In 2011, Mary Portas was appointed by the UK government to lead an independent review into our high streets entitled ‘The Portas Review’. The report offered a list of recommendations on how best to revitalise the high street, including a series of ‘pilot high streets’ in towns across Britain that would be used to trial her recommendations. Amongst these pilot towns was Stockport in Greater Manchester, where UKPOS launched 25 years ago.
Three years on and Portas has released a new report – bringing good news for brick and mortar retailers! Her findings, entitled ‘Why Our High Streets Still Matter’ suggests that the high street is far from dead and, with more independents opening up shop every day, we are in the midst of a high street revival. So, what can retailers learn from Portas’ report and how can they stay ahead of the competition when it comes to winning the loyalty of Britain’s high street shoppers?
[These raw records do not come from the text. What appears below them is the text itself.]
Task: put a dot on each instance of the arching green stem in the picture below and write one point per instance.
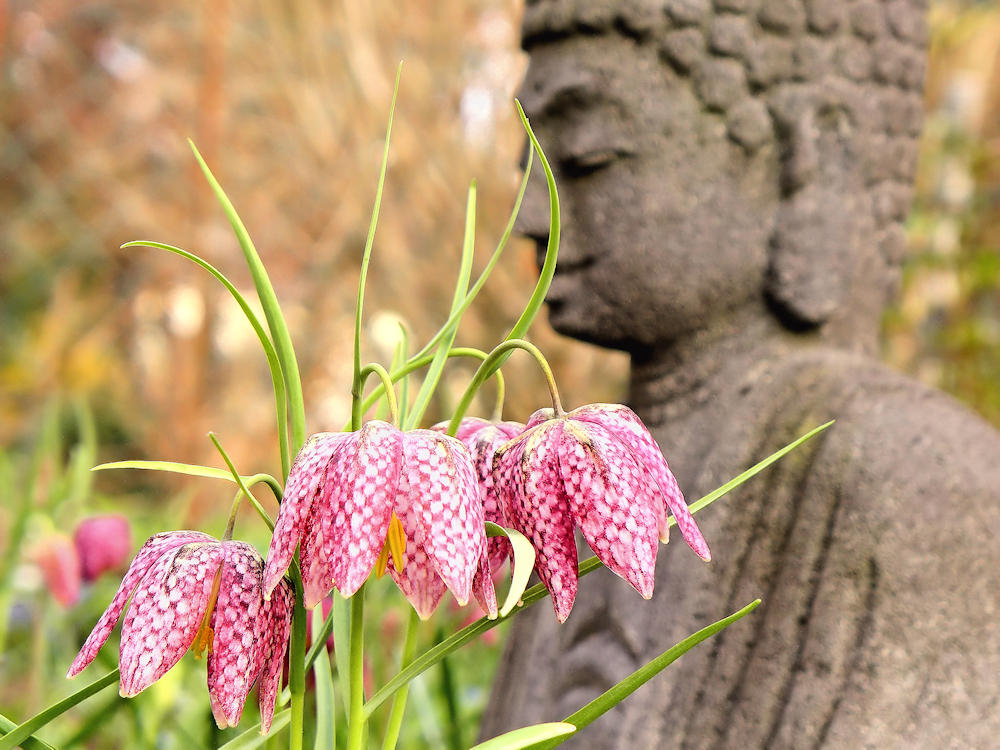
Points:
(390, 393)
(497, 356)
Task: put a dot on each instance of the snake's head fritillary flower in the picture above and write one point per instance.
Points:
(377, 495)
(482, 437)
(598, 468)
(102, 543)
(189, 590)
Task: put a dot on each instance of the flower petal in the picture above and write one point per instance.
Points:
(275, 625)
(438, 484)
(235, 658)
(609, 496)
(165, 614)
(361, 490)
(535, 502)
(625, 425)
(156, 546)
(304, 479)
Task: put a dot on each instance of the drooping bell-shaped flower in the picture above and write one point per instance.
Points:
(406, 497)
(598, 468)
(483, 437)
(189, 590)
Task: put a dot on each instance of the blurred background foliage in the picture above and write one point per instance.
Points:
(108, 354)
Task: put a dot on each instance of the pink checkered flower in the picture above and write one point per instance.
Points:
(598, 468)
(354, 499)
(482, 438)
(189, 590)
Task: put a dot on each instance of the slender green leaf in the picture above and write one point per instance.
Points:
(545, 275)
(24, 730)
(524, 563)
(273, 364)
(487, 269)
(272, 310)
(527, 736)
(326, 735)
(31, 743)
(366, 256)
(427, 388)
(340, 612)
(252, 738)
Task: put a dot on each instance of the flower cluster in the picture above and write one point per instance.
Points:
(414, 503)
(189, 590)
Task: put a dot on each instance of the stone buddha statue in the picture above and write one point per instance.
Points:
(733, 176)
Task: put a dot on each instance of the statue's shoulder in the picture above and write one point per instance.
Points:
(893, 433)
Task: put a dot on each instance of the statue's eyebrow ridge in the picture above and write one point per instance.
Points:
(575, 95)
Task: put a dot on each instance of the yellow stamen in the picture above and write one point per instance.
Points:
(395, 542)
(206, 636)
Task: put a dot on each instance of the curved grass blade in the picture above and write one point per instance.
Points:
(433, 375)
(524, 563)
(488, 268)
(537, 592)
(272, 310)
(527, 736)
(277, 379)
(611, 698)
(27, 728)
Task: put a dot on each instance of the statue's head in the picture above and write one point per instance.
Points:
(719, 155)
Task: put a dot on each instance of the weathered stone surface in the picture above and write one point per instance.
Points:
(747, 283)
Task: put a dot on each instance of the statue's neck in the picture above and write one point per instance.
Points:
(688, 375)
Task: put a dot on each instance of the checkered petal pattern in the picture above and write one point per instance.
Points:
(171, 583)
(341, 493)
(304, 480)
(598, 468)
(151, 551)
(535, 503)
(439, 505)
(237, 651)
(165, 614)
(628, 429)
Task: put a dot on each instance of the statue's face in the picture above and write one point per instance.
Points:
(665, 219)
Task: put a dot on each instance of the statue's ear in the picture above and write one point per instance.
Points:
(815, 230)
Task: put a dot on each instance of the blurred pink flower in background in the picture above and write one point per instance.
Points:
(102, 543)
(55, 555)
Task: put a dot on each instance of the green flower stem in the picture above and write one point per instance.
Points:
(487, 270)
(296, 664)
(16, 736)
(366, 259)
(497, 356)
(273, 364)
(244, 491)
(357, 718)
(390, 393)
(416, 364)
(272, 310)
(399, 700)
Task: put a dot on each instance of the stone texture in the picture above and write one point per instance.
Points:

Shoppers are returning to the High Street
The notion that the high street is being killed off by ecommerce and retail giants no longer seems to ring true. One reason for this is that many young entrepreneurs are beginning to feel more confident about their chances when opening retail units. In her latest report, Mary points out that 44 independent shops opened every day across Britain’s 500 high streets last year. This, coupled with a rise in pop up stores, has seen the high street regain confidence.
Shoppers still enjoy the retail experience that the high street offers and the immediacy of being able to buy a product there and then, as opposed to ordering online and waiting for it to be delivered. This is especially true for those living close to the high street, with a reported 80% of us living within a 5 mile range and a further 38% of us visiting them almost daily.
Although large chains can be a controversial subject area when discussing the future of the high street, supermarkets have inadvertently played a positive role. According to Planet Retail, more people are carrying out one weekly grocery shop from a supermarket chain, whether in-store or online, which they then top up during the week at their local convenience store. As Portas highlights, this is good news for local retailers with shoppers making more visits to local stores throughout the week.
Creating a desirable shopping experience
As the high street regains stability, it’s encouraging to see that a reported 80% of consumers still carry out their shopping in the physical store. This is great news for retailers and yet, it also means that it’s more important than ever for retailers to ensure they are offering the best customer experience – especially for independents going head to head with larger chains. As such, retailers are beginning to place more emphasis on the customer experience, with visual merchandising and in-store displays playing a key role.
Making the most of ecommerce
Time and time again we hear about online platforms such as Amazon and eBay drawing customers away from independent and local retailers on the high street. Yet, as Portas highlights, the internet does not have to be a hindrance for brick and mortar retailers. The online and offline worlds are beginning to merge, with ecommerce now an attractive option for local businesses looking to reach a wider audience and remain connected.
The high street is here to stay
Mary Portas’ latest findings put forward a strong case for the high street. More independents are opening up shop, brands are increasingly looking to explore ecommerce alongside a brick and mortar presence, and retailers are placing more importance on the visual appeal and layout of the store. All of this is helping to deliver a more dynamic and engaging experience for the shopper.
It’s key that retailers – the pilot towns in particular – remain confident and continue to make strides in creating a visual, dynamic shopping experience that revitalises our love of the high street and puts these towns on the map.